32 degrees. Cold Beer. Crisps. Beach.

What's the story with my tenant?

My brother and his family were due to move in and the house was 90% ready when they arrived. They were in just at the end of August in time for school. Some personal and employment factors have changed for my brother which I won’t be going into details about here. Suffice to say, it will be a while down the road until I start earning any rent. 

This doesn’t present much of a problem for me. The mortgage is relatively small and is covered by my part-time income. In the interim, my brother might be making some contributions to the cost of outstanding works in the house. This suits me as I have pretty much capped out on what I wanted to spend on renovations out of my own pocket. 

The Cost of Renovations

Almost 20k on the nose so far. Still a lot to do but the house is livable now.

  • The biggest spend was the rewiring of the house which came in around €7,000.
  • The IKEA kitchen was €3,000 to purchased.
  • The new boiler for the oil-fired central heating system was just under €3,000.
  • Carpets cost €1,700.
  • I did have to buy a few new tools along the way which I see as more of an investment than an expense, spending the few extra euros to get the DeWalt stuff was certainly a good move.

So all that considered, I reckon I saved thousands by doing a lot of the work myself. I also got to buy myself a few new tools along the way. 

The downside was doing 12 hour days for about 6 weeks in a row. My body is also a little worse for wear and I am now doing exercises, stretches and yoga classes to help release some mild back and knee pain.

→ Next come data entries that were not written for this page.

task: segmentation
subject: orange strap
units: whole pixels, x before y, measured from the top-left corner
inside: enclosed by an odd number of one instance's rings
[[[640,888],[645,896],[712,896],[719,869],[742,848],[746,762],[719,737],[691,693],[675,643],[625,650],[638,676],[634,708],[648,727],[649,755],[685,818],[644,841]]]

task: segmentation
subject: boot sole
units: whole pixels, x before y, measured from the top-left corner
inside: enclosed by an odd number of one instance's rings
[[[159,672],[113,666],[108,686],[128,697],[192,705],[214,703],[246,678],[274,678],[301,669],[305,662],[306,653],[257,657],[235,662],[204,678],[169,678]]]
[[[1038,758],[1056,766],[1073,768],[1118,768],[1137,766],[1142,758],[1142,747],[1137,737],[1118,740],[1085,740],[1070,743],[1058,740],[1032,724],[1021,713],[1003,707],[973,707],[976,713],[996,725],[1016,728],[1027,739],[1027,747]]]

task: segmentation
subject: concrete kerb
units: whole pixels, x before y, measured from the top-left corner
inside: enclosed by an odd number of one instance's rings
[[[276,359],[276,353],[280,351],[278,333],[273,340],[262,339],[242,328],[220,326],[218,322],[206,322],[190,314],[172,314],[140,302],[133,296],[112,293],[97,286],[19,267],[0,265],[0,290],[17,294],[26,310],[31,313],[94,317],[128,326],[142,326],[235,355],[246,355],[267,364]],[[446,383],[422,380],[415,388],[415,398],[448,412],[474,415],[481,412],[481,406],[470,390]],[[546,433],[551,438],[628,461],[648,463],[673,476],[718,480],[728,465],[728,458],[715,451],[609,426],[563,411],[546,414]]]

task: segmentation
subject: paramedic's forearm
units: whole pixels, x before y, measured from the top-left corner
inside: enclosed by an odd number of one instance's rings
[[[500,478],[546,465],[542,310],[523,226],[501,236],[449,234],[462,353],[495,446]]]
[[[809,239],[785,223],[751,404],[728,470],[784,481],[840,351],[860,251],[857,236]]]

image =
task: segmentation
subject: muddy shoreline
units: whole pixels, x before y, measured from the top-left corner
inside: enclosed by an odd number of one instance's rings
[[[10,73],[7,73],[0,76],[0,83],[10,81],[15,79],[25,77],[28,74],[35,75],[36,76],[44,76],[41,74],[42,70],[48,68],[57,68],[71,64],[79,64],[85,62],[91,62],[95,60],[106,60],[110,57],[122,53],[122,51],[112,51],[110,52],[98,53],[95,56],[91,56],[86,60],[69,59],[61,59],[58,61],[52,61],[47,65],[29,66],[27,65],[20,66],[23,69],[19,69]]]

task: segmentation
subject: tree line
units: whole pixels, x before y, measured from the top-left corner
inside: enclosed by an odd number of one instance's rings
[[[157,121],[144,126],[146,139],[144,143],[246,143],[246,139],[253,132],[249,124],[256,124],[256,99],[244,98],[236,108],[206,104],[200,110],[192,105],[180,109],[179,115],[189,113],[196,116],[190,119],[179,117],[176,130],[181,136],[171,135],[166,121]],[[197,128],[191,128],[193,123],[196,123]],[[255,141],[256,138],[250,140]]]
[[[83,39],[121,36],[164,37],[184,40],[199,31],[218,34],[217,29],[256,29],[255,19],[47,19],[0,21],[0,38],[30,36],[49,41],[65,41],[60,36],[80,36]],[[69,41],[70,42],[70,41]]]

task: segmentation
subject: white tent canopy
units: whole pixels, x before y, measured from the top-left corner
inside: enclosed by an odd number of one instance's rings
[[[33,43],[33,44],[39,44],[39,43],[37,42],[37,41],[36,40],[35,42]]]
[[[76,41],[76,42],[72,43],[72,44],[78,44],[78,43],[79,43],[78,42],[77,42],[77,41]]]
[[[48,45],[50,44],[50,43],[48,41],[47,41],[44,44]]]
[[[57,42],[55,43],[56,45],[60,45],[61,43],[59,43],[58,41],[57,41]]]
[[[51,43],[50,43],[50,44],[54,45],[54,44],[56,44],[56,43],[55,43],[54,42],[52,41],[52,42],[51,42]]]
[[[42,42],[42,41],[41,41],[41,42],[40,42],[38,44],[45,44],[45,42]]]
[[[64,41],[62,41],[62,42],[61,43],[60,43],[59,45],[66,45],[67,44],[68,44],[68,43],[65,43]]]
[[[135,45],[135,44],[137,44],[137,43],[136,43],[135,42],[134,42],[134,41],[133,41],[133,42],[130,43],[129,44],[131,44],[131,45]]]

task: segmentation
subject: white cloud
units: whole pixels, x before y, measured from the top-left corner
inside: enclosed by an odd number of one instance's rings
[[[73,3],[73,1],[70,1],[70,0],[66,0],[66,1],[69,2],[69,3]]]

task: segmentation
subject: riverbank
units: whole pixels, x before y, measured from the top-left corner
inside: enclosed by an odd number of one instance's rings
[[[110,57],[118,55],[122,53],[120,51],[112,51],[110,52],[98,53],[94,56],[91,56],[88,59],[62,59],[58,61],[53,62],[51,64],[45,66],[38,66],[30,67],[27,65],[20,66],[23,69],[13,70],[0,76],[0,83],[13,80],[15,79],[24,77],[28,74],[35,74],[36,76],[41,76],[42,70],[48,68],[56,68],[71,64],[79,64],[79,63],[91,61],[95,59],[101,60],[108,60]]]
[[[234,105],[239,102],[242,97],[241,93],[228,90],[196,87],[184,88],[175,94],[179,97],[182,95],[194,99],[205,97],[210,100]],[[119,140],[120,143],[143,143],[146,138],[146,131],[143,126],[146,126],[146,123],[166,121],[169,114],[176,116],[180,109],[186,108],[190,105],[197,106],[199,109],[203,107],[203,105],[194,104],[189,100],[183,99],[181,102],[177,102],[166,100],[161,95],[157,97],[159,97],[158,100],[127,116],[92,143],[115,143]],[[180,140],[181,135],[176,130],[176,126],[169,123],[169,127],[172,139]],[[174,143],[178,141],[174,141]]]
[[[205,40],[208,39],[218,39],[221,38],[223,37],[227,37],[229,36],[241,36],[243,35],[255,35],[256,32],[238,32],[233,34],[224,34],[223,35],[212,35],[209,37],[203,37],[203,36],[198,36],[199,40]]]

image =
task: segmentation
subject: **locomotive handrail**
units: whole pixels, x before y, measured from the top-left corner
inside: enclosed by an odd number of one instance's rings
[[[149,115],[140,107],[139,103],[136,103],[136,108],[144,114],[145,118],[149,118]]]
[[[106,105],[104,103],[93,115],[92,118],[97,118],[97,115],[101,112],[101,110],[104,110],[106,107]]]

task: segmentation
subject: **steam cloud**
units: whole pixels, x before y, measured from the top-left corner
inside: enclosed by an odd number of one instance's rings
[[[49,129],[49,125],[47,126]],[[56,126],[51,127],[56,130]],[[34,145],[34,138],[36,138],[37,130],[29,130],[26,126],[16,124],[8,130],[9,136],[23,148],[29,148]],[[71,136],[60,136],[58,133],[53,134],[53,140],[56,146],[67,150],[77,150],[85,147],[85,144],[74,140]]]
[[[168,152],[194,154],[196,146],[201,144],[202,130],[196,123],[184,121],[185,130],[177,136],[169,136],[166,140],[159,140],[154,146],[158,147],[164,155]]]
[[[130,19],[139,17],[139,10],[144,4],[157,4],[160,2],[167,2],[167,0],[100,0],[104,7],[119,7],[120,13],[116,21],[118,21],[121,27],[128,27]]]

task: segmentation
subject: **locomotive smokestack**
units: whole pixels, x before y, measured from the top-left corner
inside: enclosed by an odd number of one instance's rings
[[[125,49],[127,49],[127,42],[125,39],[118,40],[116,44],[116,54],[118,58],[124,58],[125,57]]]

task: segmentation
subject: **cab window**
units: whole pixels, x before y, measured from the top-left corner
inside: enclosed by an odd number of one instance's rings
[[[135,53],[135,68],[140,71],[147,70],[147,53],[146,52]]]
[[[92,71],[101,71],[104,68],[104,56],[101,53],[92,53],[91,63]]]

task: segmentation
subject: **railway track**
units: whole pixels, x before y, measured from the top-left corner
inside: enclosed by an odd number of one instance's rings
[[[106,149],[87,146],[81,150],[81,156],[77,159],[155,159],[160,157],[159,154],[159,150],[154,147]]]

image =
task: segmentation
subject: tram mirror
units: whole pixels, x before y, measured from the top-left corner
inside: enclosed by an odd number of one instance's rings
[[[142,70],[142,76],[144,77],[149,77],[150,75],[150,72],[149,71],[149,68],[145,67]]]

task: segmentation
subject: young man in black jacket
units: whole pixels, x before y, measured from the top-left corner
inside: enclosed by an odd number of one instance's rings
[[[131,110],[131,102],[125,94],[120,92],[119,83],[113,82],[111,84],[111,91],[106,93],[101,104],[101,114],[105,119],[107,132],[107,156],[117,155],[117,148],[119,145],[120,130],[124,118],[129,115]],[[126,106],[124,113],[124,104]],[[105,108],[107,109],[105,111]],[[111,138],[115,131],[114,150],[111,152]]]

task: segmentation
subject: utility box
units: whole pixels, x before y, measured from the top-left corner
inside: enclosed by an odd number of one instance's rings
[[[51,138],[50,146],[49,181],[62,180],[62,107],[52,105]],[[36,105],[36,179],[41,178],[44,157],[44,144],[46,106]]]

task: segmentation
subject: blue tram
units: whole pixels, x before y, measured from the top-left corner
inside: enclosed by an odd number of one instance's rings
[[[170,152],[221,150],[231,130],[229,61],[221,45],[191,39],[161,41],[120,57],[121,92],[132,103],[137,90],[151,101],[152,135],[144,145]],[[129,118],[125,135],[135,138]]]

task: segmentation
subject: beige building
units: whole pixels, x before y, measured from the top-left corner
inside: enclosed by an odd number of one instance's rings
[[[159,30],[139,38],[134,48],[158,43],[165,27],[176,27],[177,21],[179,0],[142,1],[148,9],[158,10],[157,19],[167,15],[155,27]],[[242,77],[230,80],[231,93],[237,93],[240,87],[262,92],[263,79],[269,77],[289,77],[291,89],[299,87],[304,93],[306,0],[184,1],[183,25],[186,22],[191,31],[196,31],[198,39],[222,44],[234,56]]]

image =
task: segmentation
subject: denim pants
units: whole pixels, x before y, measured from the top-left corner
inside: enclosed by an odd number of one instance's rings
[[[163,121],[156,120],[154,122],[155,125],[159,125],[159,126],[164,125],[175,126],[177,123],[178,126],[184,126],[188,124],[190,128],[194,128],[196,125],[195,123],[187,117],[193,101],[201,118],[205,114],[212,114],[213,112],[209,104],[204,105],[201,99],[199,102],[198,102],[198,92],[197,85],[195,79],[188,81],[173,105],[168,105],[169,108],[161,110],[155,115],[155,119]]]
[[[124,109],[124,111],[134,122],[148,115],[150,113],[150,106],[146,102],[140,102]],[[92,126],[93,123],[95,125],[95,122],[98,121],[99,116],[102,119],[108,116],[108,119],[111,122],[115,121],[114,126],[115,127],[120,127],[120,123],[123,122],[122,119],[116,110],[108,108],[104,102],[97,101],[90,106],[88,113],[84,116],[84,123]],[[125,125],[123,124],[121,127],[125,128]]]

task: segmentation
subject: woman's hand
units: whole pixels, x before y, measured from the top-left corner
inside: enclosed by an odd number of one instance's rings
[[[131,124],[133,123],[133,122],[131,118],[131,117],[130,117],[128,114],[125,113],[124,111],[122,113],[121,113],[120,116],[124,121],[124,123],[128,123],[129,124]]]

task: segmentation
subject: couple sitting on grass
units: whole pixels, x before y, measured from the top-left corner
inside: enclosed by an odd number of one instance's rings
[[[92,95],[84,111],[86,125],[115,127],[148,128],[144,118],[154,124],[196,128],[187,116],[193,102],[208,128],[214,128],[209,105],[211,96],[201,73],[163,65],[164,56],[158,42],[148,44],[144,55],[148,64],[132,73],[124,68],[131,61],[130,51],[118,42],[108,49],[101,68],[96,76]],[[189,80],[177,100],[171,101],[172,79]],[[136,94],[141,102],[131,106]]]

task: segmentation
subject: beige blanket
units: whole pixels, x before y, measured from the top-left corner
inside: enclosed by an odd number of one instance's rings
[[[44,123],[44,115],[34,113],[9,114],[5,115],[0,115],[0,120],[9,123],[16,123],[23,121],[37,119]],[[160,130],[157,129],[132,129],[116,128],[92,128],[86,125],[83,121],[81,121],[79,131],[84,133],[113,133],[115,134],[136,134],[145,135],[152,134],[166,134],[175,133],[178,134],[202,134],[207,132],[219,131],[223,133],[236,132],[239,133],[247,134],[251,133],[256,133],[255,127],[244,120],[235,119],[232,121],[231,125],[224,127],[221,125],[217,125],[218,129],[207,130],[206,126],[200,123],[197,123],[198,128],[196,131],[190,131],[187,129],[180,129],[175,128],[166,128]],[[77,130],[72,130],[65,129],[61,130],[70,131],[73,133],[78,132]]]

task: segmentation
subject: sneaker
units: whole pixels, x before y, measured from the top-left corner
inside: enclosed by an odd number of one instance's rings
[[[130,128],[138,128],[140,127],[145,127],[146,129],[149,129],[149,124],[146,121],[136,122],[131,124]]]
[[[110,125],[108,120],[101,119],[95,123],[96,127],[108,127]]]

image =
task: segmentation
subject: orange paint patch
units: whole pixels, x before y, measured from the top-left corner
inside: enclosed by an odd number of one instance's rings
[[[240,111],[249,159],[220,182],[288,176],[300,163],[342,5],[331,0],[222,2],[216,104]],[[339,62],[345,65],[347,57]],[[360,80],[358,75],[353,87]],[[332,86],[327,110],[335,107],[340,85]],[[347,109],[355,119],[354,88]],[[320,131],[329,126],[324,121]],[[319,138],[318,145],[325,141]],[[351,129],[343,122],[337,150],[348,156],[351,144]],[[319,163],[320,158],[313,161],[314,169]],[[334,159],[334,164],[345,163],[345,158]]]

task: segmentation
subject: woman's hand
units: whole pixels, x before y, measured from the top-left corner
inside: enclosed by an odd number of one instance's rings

The next big expenses will be the fireplace. Estimates of €2,200 for a wood burning stove supplied and installed. I am still not sure though, as I’m also looking into solar PV and hot water for both Wicklow and Dublin.  After that, I need a demolish and replace the garden shed and do some serious landscaping  –  fun stuff.

What's Life Like Now?

Well I’m back at work (teaching job) in Dublin and it absolutely sucks. I really miss Wicklow. A lot.

Being back here has consolidated my desire for the dream house in Wicklow sometime in the near future.

In other news, I am down to one tenant in Dublin for the past few months and I am happy enough to keep it that way for the short term seeing as I am back in the house a lot more. There is more of a story to the other tenant leaving but that is for a future post.

I am still managing to save €500 every month and I am studying JavaScript web development in the evenings and on weekends.  My goal is to  build a good enough portfolio to help me to land a higher paying 6-month contract in January 2021.

I am happy for that job to be outside of Dublin or in another country altogether. I have also looked into what career break options are available to me with my teaching job. Very generous it seems – five years! Plus they can be consecutive or not. Unpaid, of course. But if I land a web developer role and I like it, staying in that role beyond 6 months will be an option.

If that works out, I will be in a better position to try to secure a mortgage for the forever home (I know that will be hard to do). My friend has been encouraging me to sell my Dublin house which is now worth about €290k which means I could clear the mortgage and have a sizeable chunk of spare change to buy in Wicklow. The FIRE voice in my head says to hold off, keep Dublin and consider renting out the entire house to fund semi retirement and pay the mortgage on any new place in Wicklow.

A welcome reward for when my friend and I finished the work on the house.